The new model, a contract with the federal Centers for Medicare and Medicaid Services, will take effect Jan.1, 2019, and run for five years with an option to extend it another five years.
The contract includes benchmarks and goals for finding Medicare and Medicaid savings, improving patient outcomes and better managing population health. It does this by providing incentives across the health care system.
The current iteration of the model, which just affects hospitals, saved Medicare more than $1 billion in hospital spending growth, according to the Maryland Hospital Association.
The hope is that the new model will expand savings and improve health outcomes by getting physicians and other health entities outside of hospitals on board with the value-based system over the traditional fee-for-service model in use elsewhere.
The new model is expected to achieve $1 billion in savings by 2023 while averaging more than $300 million a year in savings.
“Transformation can’t stop at the hospital walls,” said Seema Verma, the administrator of the Centers for Medicare and Medicaid Services. “The objective is clear: The state will continue to bring all Medicare costs down while improving quality of care.”
Getting to the contract signing took years of negotiations between the state, multiple federal administrations and stakeholders including doctors and hospitals. The final agreement was reached last May while a draft agreement was reached last summer.
But while getting to the signing was difficult, stakeholders warn that finding savings and improving health outcomes could be even more difficult.

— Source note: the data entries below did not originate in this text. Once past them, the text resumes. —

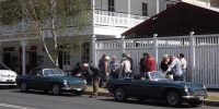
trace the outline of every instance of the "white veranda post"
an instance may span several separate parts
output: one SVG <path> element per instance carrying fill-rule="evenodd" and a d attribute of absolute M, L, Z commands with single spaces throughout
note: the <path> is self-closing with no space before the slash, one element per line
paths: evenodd
<path fill-rule="evenodd" d="M 26 72 L 26 53 L 25 53 L 25 51 L 26 51 L 26 44 L 27 44 L 27 41 L 25 40 L 25 39 L 22 39 L 21 40 L 21 46 L 22 46 L 22 74 L 25 74 L 25 72 Z"/>

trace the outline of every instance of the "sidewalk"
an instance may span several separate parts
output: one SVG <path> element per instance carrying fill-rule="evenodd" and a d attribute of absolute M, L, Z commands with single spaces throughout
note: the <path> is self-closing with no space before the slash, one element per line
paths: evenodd
<path fill-rule="evenodd" d="M 84 94 L 91 95 L 92 94 L 92 86 L 88 86 Z M 113 94 L 110 94 L 107 92 L 107 89 L 105 89 L 105 88 L 99 88 L 99 96 L 113 97 Z M 219 99 L 219 89 L 209 89 L 208 90 L 208 97 L 209 98 L 204 100 L 204 105 L 219 107 L 219 100 L 212 100 L 214 98 Z"/>

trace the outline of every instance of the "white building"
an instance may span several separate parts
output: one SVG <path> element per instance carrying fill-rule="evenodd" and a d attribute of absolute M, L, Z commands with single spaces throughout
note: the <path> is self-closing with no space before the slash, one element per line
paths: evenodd
<path fill-rule="evenodd" d="M 76 62 L 92 61 L 92 39 L 120 38 L 120 34 L 132 26 L 138 25 L 150 16 L 165 10 L 176 2 L 189 2 L 199 5 L 209 5 L 209 0 L 93 0 L 93 26 L 84 29 L 82 35 L 90 39 L 84 41 L 81 51 L 72 48 L 65 49 L 60 53 L 60 68 L 64 70 L 72 69 Z M 22 23 L 9 26 L 0 26 L 0 62 L 5 63 L 13 70 L 21 72 L 22 66 L 22 46 L 20 33 Z M 67 33 L 69 36 L 74 36 Z M 25 47 L 26 69 L 35 66 L 49 66 L 49 61 L 44 47 L 36 40 L 28 40 Z"/>

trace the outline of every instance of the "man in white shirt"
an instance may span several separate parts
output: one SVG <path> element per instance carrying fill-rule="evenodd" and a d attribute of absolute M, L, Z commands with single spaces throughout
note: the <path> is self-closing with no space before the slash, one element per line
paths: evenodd
<path fill-rule="evenodd" d="M 184 53 L 181 53 L 181 55 L 180 55 L 180 60 L 181 60 L 182 69 L 183 69 L 183 78 L 184 78 L 184 81 L 186 81 L 187 61 L 186 61 L 185 58 L 184 58 Z"/>
<path fill-rule="evenodd" d="M 120 63 L 123 69 L 123 77 L 130 77 L 131 76 L 131 64 L 127 57 L 124 57 L 124 61 Z"/>
<path fill-rule="evenodd" d="M 173 71 L 173 81 L 183 81 L 183 70 L 180 59 L 174 56 L 170 56 L 170 59 L 172 62 L 164 73 L 166 74 L 168 72 Z"/>

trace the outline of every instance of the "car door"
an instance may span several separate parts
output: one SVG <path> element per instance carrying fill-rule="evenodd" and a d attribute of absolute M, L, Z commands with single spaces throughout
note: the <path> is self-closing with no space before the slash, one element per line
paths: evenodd
<path fill-rule="evenodd" d="M 131 96 L 143 96 L 145 85 L 142 80 L 131 80 L 129 95 Z"/>
<path fill-rule="evenodd" d="M 162 97 L 164 88 L 159 81 L 145 81 L 143 92 L 143 95 L 148 98 L 160 98 Z"/>
<path fill-rule="evenodd" d="M 41 69 L 34 70 L 30 75 L 28 87 L 34 88 L 34 89 L 41 89 L 42 78 L 43 78 L 42 70 Z"/>

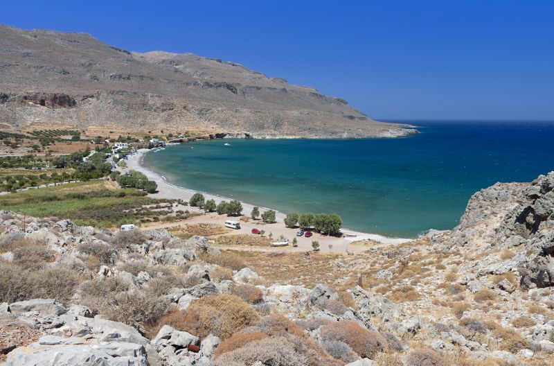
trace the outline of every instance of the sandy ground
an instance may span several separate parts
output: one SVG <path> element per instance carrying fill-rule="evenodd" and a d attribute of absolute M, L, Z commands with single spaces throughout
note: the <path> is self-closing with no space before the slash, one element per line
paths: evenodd
<path fill-rule="evenodd" d="M 142 158 L 144 154 L 149 151 L 148 149 L 141 149 L 129 156 L 127 161 L 127 167 L 124 170 L 134 170 L 140 171 L 144 173 L 148 179 L 154 180 L 158 184 L 158 193 L 150 195 L 154 198 L 170 198 L 170 199 L 182 199 L 188 201 L 190 197 L 196 193 L 196 191 L 187 189 L 186 188 L 175 186 L 168 182 L 166 179 L 161 175 L 148 169 L 142 166 Z M 206 193 L 202 192 L 206 200 L 213 199 L 215 200 L 217 204 L 222 200 L 230 200 L 229 198 L 225 197 L 220 197 L 216 195 Z M 242 202 L 242 213 L 249 215 L 250 211 L 253 207 L 253 204 L 247 202 Z M 191 210 L 191 208 L 188 208 Z M 265 209 L 269 209 L 267 207 L 260 206 L 260 212 L 263 212 Z M 191 210 L 192 211 L 192 210 Z M 251 233 L 252 229 L 257 228 L 260 230 L 265 230 L 266 235 L 269 233 L 273 234 L 274 238 L 278 238 L 281 235 L 288 238 L 291 243 L 292 238 L 296 236 L 296 233 L 298 229 L 289 229 L 285 226 L 283 219 L 285 215 L 281 212 L 276 211 L 276 223 L 273 224 L 266 224 L 261 221 L 261 220 L 250 220 L 249 222 L 244 223 L 240 221 L 241 228 L 235 230 L 231 234 L 248 234 Z M 238 218 L 229 218 L 226 216 L 217 215 L 216 213 L 207 214 L 202 216 L 195 216 L 188 220 L 171 223 L 167 224 L 157 224 L 154 226 L 149 226 L 149 227 L 161 229 L 164 227 L 170 227 L 172 226 L 179 226 L 184 223 L 213 223 L 223 225 L 226 220 L 231 219 L 239 220 Z M 317 241 L 320 244 L 320 248 L 323 252 L 342 252 L 346 253 L 348 248 L 348 251 L 352 252 L 359 252 L 366 250 L 371 247 L 380 247 L 383 246 L 388 246 L 392 244 L 400 244 L 411 241 L 411 239 L 405 239 L 401 238 L 387 238 L 381 235 L 375 234 L 361 233 L 343 228 L 341 230 L 343 235 L 341 238 L 337 238 L 334 236 L 328 236 L 321 235 L 317 233 L 314 233 L 311 238 L 305 238 L 304 236 L 297 237 L 298 246 L 298 247 L 292 247 L 292 245 L 286 247 L 285 249 L 287 251 L 298 251 L 305 252 L 306 250 L 312 250 L 312 241 Z M 363 241 L 364 243 L 359 243 Z M 356 243 L 355 243 L 356 242 Z M 331 245 L 330 248 L 330 245 Z M 238 249 L 238 248 L 237 248 Z M 244 250 L 249 250 L 250 249 L 256 250 L 251 247 L 240 247 L 240 249 Z M 268 248 L 269 250 L 283 250 L 283 248 Z"/>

“It’s a doable challenge but not an easy lift,” said Bob Atlas, president and CEO of the Maryland Hospital Association. “The hospitals are up to it.”
Hospitals have a head start on the new program. They were responsible for the entirety of the previous model, finding cost savings and beginning the shift to value-based care.
Maryland Secretary of Health Robert Neall agreed that there will be challenges, but he said the state will meet them.
“It was a chore to get this far, but now the real work begins,” he said. “I’m hoping that (Marylanders) will see a real difference in their ability to get health care.”
The new model is all about the “trifecta” of improving health care access, quality and affordability, Neall said.
Critically, the new model will work on aligning doctors with the value-based system. In the first iteration of the model, hospitals were focused on cutting costs and meeting their budgets while the doctors still had a fee-for-service system in place.
A Maryland Primary Care Program will bring doctors into the fold alongside hospitals. It will begin concurrent with the new model in January.
Gene Ransom, CEO of MedChi, the state medical society, praised the new model for working to expand beyond hospitals.
“We’re very excited that this new Maryland Primary Care Program, which is part of this waiver, will allow for increased access and better service for Medicare patients in Maryland,” he said.
The model is unique to Maryland. While several states, including Maryland, adopted all-payer models through federal waivers during the 1970s, today Maryland is the only state that continues to use any form of the system.